DOE project captures, stores more than one million metric tons of carbon dioxide
In total, DOE projects have captured and securely stored nearly 7.5 million metric tons of carbon dioxide to date
The U.S. Department of Energy (DOE) — in partnership with Air Products and Chemicals Inc. — successfully captured more than one million metric tons of carbon dioxide at the hydrogen-production facility in Port Arthur, Texas.
Using a technology called vacuum swing adsorption, the project captures more than 90 percent of the carbon dioxide from the product stream of two commercial-scale steam methane reformers that would otherwise be emitted into the atmosphere. In addition to the secure storage, captured carbon from the project will be used to help produce additional, hard-to-access resources from existing nearby oil fields.
In total, DOE projects have captured and securely stored nearly 7.5 million metric tons of carbon dioxide to date, equivalent to taking more than 1.5 million cars off the road for a year. These DOE-supported projects have stored about 2.8 metric tons.
Air Products’ vacuum swing adsorption project, supported through the Department’s Industrial Carbon Capture and Storage (ICCS) program, is one of several ICCS projects advancing and deploying CCS technologies at commercial and utility-scale. Construction of the facility was completed in March 2013, on time and under budget.

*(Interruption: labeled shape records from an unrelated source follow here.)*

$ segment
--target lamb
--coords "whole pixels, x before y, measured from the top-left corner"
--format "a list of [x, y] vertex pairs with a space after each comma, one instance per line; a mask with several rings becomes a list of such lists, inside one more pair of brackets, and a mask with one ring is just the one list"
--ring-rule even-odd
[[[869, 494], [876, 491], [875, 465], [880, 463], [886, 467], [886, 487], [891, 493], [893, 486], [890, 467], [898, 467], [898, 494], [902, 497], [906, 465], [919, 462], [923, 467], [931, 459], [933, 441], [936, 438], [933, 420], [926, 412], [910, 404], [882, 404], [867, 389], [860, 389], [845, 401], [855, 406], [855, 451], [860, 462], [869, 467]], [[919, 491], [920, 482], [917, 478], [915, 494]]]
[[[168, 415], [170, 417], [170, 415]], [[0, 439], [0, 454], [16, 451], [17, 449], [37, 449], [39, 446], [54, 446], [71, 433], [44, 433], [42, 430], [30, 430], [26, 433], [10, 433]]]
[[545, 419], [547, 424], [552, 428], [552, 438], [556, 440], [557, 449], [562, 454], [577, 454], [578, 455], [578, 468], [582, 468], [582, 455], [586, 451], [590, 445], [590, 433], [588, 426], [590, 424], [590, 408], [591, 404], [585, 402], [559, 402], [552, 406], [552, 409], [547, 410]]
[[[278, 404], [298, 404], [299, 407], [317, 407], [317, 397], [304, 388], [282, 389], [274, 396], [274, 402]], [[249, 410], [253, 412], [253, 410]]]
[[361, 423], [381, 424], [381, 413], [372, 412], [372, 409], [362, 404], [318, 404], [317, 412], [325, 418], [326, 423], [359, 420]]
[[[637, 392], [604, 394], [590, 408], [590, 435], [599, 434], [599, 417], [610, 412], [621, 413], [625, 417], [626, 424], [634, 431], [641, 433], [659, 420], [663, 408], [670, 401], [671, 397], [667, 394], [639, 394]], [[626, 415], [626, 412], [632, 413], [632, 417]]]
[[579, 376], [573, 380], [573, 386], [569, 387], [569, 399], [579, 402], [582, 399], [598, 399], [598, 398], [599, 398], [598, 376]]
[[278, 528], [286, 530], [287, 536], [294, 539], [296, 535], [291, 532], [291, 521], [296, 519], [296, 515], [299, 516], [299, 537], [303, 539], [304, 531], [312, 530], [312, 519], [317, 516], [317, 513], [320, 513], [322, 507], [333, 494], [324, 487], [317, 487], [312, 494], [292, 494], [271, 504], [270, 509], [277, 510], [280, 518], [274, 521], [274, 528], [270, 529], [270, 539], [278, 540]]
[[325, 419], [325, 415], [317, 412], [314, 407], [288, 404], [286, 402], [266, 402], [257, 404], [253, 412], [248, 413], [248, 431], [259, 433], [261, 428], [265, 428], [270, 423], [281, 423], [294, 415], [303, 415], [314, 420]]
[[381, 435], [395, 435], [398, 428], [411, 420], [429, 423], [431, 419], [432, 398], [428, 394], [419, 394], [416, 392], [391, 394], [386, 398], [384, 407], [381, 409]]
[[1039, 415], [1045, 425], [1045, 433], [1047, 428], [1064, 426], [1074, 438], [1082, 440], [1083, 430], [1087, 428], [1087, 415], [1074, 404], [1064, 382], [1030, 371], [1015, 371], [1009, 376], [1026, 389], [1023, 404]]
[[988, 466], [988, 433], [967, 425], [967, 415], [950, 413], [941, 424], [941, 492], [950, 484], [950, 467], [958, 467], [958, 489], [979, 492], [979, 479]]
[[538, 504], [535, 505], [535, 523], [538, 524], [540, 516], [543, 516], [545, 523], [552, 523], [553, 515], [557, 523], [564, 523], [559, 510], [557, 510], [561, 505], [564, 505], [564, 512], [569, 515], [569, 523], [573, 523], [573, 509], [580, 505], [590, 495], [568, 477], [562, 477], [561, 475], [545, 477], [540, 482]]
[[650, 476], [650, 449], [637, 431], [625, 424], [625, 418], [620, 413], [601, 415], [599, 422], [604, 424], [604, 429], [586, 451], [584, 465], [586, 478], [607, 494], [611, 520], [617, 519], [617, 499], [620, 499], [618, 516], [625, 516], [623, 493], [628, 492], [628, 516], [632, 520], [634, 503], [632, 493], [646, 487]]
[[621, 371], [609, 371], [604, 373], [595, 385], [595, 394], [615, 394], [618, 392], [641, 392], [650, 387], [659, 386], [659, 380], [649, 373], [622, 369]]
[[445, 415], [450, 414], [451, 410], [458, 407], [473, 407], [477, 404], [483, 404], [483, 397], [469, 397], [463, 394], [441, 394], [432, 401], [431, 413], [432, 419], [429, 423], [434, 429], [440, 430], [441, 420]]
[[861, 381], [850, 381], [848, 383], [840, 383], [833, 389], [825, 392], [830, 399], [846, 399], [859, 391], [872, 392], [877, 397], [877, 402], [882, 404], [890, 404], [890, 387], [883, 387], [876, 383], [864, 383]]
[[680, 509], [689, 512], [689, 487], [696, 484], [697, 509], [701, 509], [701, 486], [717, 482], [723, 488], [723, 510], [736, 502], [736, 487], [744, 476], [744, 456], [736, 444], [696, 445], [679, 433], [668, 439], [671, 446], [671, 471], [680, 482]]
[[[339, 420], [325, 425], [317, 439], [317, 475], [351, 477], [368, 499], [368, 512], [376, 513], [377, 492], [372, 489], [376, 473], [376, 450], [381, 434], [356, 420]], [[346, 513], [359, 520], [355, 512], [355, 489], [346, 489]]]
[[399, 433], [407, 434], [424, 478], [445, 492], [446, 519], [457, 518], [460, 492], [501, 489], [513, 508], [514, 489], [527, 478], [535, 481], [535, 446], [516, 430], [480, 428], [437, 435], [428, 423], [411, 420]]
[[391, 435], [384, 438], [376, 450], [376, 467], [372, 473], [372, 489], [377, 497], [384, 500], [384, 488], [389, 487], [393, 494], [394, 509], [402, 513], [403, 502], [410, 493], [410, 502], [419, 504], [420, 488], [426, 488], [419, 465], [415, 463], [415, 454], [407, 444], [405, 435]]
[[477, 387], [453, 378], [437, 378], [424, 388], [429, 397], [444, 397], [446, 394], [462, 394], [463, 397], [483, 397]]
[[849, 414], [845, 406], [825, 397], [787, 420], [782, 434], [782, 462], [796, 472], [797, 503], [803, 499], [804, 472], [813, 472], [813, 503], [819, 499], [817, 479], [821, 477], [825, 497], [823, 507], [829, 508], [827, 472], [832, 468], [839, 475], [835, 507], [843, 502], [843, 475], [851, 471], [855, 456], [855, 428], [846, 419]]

In addition to demonstrating their vacuum swing adsorption technology, Air Products is also helping verify that enhanced oil recovery (EOR) is an effective method for permanently storing carbon dioxide. This method would not only allow the CO2 to be stored underground, but also increase oil production from fields that were once thought to be exhausted.
Captured carbon dioxide from Port Arthur is reused at the depleted West Hastings Field in southeast Texas during the EOR phase. Using this method, West Hastings is likely to yield as much oil as it would from traditional production activities. It has been estimated that the West Hastings Field could produce between 60 and 90 million additional barrels of oil using carbon dioxide injection.